Table 7 includes the proposed model trained with different backbone networks. As we can see, ResNet-50 provides more benefits to the model than MobileNet-V2, VGG-16, and ShuffleNet-V2. We analyze this because our proposed method is more suitable for processing small sample data and avoids the overfitting that may occur with a large number of parameters in the case of VGG-16. In addition, compared with the backbone network, the AC module structure in the lightweight network obtains a higher recognition rate; in addition, the number of parameters is significantly reduced, and the computational complexity is also greatly reduced. Our method achieves a high level of accuracy with a small number of computations; it exceeds the baseline by a large margin, from 84.57% to 97.08%.

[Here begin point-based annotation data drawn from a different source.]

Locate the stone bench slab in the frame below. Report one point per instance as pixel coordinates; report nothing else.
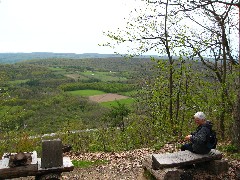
(182, 158)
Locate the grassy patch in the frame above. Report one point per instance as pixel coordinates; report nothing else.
(109, 104)
(86, 92)
(104, 76)
(56, 69)
(86, 164)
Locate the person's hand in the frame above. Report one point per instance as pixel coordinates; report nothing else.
(188, 137)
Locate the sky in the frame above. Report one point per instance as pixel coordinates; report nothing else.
(60, 26)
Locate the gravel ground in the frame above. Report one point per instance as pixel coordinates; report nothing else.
(128, 165)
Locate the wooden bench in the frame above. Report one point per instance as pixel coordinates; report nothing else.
(50, 166)
(184, 164)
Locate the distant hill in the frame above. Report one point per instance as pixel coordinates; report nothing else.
(10, 58)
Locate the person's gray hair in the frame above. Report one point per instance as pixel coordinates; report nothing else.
(200, 115)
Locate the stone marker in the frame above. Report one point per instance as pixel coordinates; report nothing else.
(52, 154)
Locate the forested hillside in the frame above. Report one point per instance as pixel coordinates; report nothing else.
(52, 96)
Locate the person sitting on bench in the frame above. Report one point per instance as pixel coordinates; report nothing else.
(198, 139)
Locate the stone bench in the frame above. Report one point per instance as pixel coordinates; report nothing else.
(184, 164)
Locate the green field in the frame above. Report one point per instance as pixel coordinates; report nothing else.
(103, 76)
(18, 81)
(86, 92)
(56, 69)
(127, 102)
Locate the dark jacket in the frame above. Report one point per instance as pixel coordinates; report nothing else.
(199, 138)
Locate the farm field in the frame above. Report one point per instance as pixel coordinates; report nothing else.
(107, 97)
(86, 92)
(126, 101)
(103, 76)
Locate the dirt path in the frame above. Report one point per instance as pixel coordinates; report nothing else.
(107, 97)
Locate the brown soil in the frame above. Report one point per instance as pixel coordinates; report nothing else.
(107, 97)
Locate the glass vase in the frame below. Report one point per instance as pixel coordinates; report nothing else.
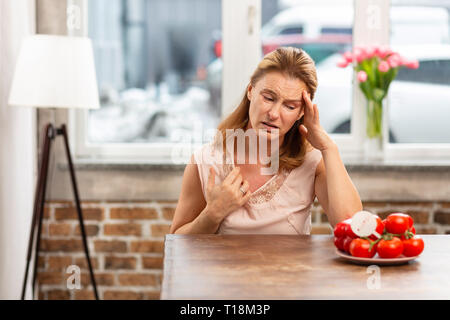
(373, 144)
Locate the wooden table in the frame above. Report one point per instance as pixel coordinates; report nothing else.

Table 7 Presents an evaluation was conducted to compare the outcomes of the most advanced networks concerning classification accuracy, the quantity of parameters, and FLOPs on the KDEF dataset

6 Conclusion and future work

This study presents a pioneering online educational platform that leverages facial expression recognition technology to enhance student monitoring and engagement within the classroom. The utilization of ResNet50, CBAM, and TCNs facilitates accurate and efficient facial expression recognition, achieving impressive accuracies across multiple datasets. The platform's ability to surpass the initial ResNet50 model in accuracy and detection of students' learning states underscores its potential significance for educational institutions. Overall, the proposed online educational platform represents a promising avenue for leveraging facial expression recognition technology to enhance student engagement and support educators in fostering effective teaching strategies. Through continued research and development efforts, the platform has the potential to revolutionize online learning environments and contribute to improved student outcomes in the future. This paper focuses on enhancing facial expression recognition accuracy by utilizing ResNet-50 for effective feature extraction. Our model exhibits significantly better performance than other methods. By conducting evaluations across four diverse datasets, we have substantiated the efficacy of our approach in improving E-learning, considering both quantitative and qualitative aspects.

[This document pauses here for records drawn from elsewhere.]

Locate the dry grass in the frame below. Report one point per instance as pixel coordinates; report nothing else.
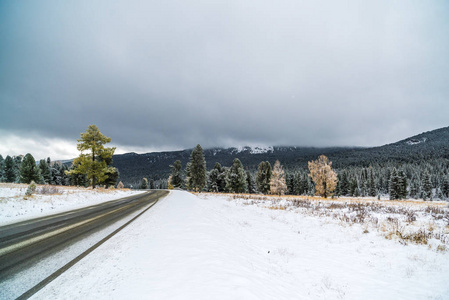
(408, 221)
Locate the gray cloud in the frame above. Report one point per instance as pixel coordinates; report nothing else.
(171, 74)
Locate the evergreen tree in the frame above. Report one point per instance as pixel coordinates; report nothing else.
(196, 171)
(236, 181)
(263, 177)
(250, 183)
(45, 171)
(76, 179)
(372, 185)
(9, 174)
(176, 175)
(1, 168)
(94, 163)
(291, 184)
(402, 185)
(445, 187)
(394, 185)
(216, 181)
(144, 184)
(353, 187)
(344, 186)
(29, 171)
(112, 175)
(17, 165)
(426, 186)
(278, 185)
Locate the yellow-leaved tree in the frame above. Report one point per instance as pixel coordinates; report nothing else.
(94, 163)
(323, 176)
(277, 181)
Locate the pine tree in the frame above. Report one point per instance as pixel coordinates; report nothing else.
(1, 168)
(236, 181)
(196, 170)
(29, 171)
(45, 171)
(323, 176)
(426, 186)
(94, 163)
(278, 185)
(402, 185)
(144, 184)
(176, 175)
(263, 177)
(445, 187)
(250, 183)
(17, 164)
(372, 186)
(9, 173)
(394, 185)
(216, 181)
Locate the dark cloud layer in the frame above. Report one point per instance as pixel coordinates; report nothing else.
(171, 74)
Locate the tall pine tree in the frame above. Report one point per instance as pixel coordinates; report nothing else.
(176, 175)
(9, 173)
(196, 170)
(94, 163)
(29, 171)
(236, 181)
(263, 177)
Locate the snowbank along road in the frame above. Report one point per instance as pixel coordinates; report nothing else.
(25, 245)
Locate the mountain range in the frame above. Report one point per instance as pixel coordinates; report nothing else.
(156, 165)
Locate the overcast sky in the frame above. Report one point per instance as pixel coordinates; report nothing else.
(165, 75)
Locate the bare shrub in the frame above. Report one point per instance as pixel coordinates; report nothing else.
(49, 190)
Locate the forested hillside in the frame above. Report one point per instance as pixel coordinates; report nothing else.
(428, 151)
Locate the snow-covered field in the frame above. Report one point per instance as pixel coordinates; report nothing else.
(217, 247)
(15, 207)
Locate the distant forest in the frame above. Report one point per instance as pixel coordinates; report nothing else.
(421, 163)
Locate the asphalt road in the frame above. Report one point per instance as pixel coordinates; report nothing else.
(25, 243)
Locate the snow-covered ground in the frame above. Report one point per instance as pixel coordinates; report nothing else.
(215, 247)
(15, 207)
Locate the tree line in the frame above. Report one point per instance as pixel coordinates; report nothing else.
(427, 180)
(92, 167)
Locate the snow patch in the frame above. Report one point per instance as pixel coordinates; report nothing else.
(213, 247)
(14, 208)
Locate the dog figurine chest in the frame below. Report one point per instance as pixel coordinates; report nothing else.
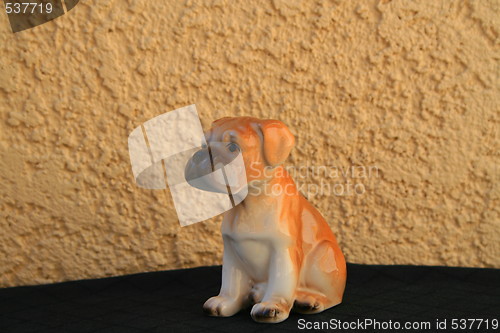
(250, 234)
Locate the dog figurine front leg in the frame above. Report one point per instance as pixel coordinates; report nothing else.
(233, 295)
(279, 296)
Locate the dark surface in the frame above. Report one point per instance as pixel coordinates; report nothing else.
(172, 301)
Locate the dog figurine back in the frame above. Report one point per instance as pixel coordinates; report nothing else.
(279, 252)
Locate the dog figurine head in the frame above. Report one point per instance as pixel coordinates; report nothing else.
(263, 144)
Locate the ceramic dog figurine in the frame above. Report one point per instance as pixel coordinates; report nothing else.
(279, 252)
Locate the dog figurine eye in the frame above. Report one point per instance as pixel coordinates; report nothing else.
(233, 147)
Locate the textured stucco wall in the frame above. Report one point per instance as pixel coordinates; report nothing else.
(408, 87)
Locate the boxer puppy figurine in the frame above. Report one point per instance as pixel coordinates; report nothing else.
(279, 252)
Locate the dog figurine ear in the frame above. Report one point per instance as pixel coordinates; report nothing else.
(277, 140)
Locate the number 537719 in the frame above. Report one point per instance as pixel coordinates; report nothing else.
(27, 8)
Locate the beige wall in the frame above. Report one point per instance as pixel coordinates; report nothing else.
(410, 88)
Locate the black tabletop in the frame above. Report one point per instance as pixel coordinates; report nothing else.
(171, 301)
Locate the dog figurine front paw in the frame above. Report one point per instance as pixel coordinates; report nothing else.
(279, 252)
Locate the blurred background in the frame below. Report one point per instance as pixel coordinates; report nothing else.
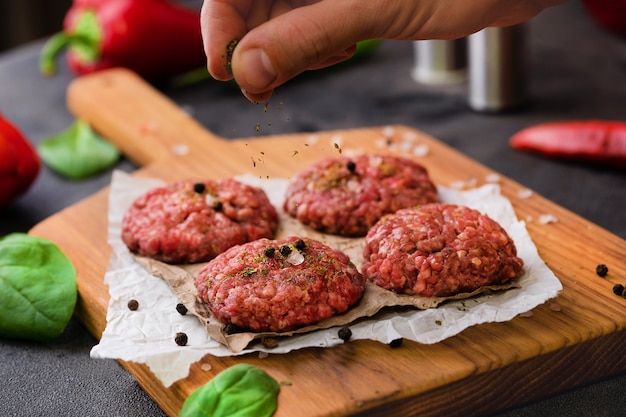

Moving forward, future work could focus on several avenues to further enhance the platform's capabilities and applicability. Firstly, refining the facial expression recognition algorithms to accommodate diverse classroom environments and lighting conditions could improve accuracy and robustness. Additionally, integrating advanced machine learning techniques, such as reinforcement learning, could enable the platform to adapt and personalize the learning experience for individual students based on their facial expressions and engagement levels. Furthermore, exploring the integration of additional modalities, such as audio and text analysis could provide a more comprehensive understanding of students' emotions and behaviors during online classes. This multi-modal approach could enrich the platform's insights and enable more tailored interventions to support student learning and well-being. Lastly, conducting longitudinal studies to assess the platform's impact on student outcomes, including academic performance and socio-emotional development, would provide valuable insights into its efficacy and potential benefits for educational practices.